32 813 Kabinetsaanpak Klimaatbeleid

Nr. 553 BRIEF VAN DE STAATSSECRETARIS VAN INFRASTRUCTUUR EN WATERSTAAT

Aan de Voorzitter van de Tweede Kamer der Staten-Generaal

Den Haag, 29 juni 2020

Middels deze brief wil ik uw Kamer meenemen in ontwikkelingen die gerelateerd zijn aan de implementatie van de herziene Europese richtlijn hernieuwbare energie (RED2, 2018/2001/EU) en de daarbij behorende afspraken van het Klimaatakkoord (Kamerstuk 32 813, nr. 193), waaronder over de inzet van biobrandstoffen. Ook bied ik u hierbij de jaarlijkse rapportage energie vervoer over kalenderjaar 2019 van de Nederlandse Emissieautoriteit (NEa) aan1. Vervolgens neem ik u mee bij het verdere proces van de RED2-implementatie. Tot slot licht ik u in deze brief de recentelijk aan uw Kamer toegezonden ontwerp-wijziging van het Besluit energie vervoer toe, met een aanpassing voor het kalenderjaar 2021 (Kamerstuk 34 717, nr. 27).

Hoogwaardige en verantwoorde inzet van biobrandstoffen

Zoals in het Klimaatakkoord is aangegeven zal de mobiliteitssector naar verwachting voor een belangrijk deel geleidelijk overgaan op elektriciteit en waterstof. Biobrandstoffen zijn echter de komende jaren nog nodig als transitiebrandstof voor verschillende sectoren om de klimaatambities te behalen.
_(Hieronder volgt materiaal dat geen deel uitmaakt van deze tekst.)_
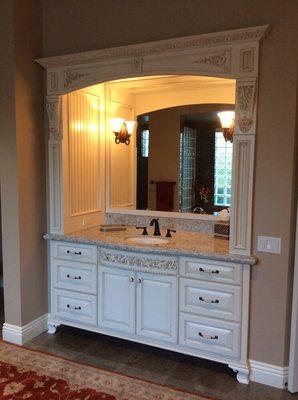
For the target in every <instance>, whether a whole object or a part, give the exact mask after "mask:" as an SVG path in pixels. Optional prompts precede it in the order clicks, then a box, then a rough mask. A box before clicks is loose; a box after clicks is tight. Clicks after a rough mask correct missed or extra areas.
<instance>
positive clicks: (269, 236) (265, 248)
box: [257, 236, 281, 254]
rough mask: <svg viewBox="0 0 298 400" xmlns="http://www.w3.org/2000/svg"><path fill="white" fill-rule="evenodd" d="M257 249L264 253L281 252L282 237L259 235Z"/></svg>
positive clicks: (276, 253) (259, 250) (274, 252)
mask: <svg viewBox="0 0 298 400" xmlns="http://www.w3.org/2000/svg"><path fill="white" fill-rule="evenodd" d="M257 250H258V251H260V252H263V253H275V254H280V252H281V238H275V237H271V236H258V249H257Z"/></svg>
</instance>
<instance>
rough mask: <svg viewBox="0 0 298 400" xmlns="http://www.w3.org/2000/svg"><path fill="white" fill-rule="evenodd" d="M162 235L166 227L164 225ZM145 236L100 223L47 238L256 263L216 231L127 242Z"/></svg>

De snelheid van de overgang zal verschillen per sector. Ik wil toe naar steeds hoogwaardigere geavanceerde biobrandstoffen met hoge CO2-reducties in de keten. In het Klimaatakkoord zijn daarvoor middelen en normering voorzien. Daarbij wil ik biobrandstoffen op een verantwoorde wijze steeds meer inzetten waar er nog geen alternatieven voorhanden zijn. Dit geldt voor zwaar wegvervoer, maar ook voor lucht- en zeevaart. Hierbij houd ik rekening met de nationale doelen en de afspraken uit het Klimaatakkoord. De implementatie van de herziene richtlijn hernieuwbare energie voor vervoer wordt opgebouwd langs deze lijnen, bijvoorbeeld door de mate van stimulering van verschillende stromen en het geleidelijk ophogen van het percentage geavanceerd binnen de jaarverplichting. Daarbij ben ik voornemens de inzet van gebruikt frituurvet te maximeren voor het wegvervoer, zoals mogelijk wordt met de implementatie van de richtlijn. Hiermee sluit de implementatie tevens aan bij de koers van het duurzaamheidskader, zoals geschetst in het Klimaatakkoord.

Tegelijkertijd zijn er in deze markt verschillende fraudezaken aan het licht gekomen2. Ik wil dit moment aangrijpen om de systematiek steviger neer te zetten, robuuster te maken, waarmee de kans op fraude drastisch vermindert. Robuustheid van de systematiek is immers de randvoorwaarde voor duurzame inzet van biobrandstof. Met de RED is hier een goede basis voor gelegd met een raamwerk van duurzaamheidscriteria en duurzaamheidsborging. De systematiek moet in staat zijn om mee te ontwikkelen ten aanzien van de uitdagingen van nu en van de toekomst. Mede met de overgang naar de herziene richtlijn hernieuwbare energie wordt gewerkt aan het verstevigen van de systematiek. Daarbij worden ook maatregelen getroffen om het toezicht te versterken naar aanleiding van de lessen uit de recente fraudezaken in de biodieselketen en intensiveer ik de samenwerking met partners in Europa in deze internationale markt. De aan uw Kamer toegezegde integrale ketenanalyse3 biobrandstoffen, die ik u hierbij aanbied4, vormt hiervoor de belangrijkste bouwsteen.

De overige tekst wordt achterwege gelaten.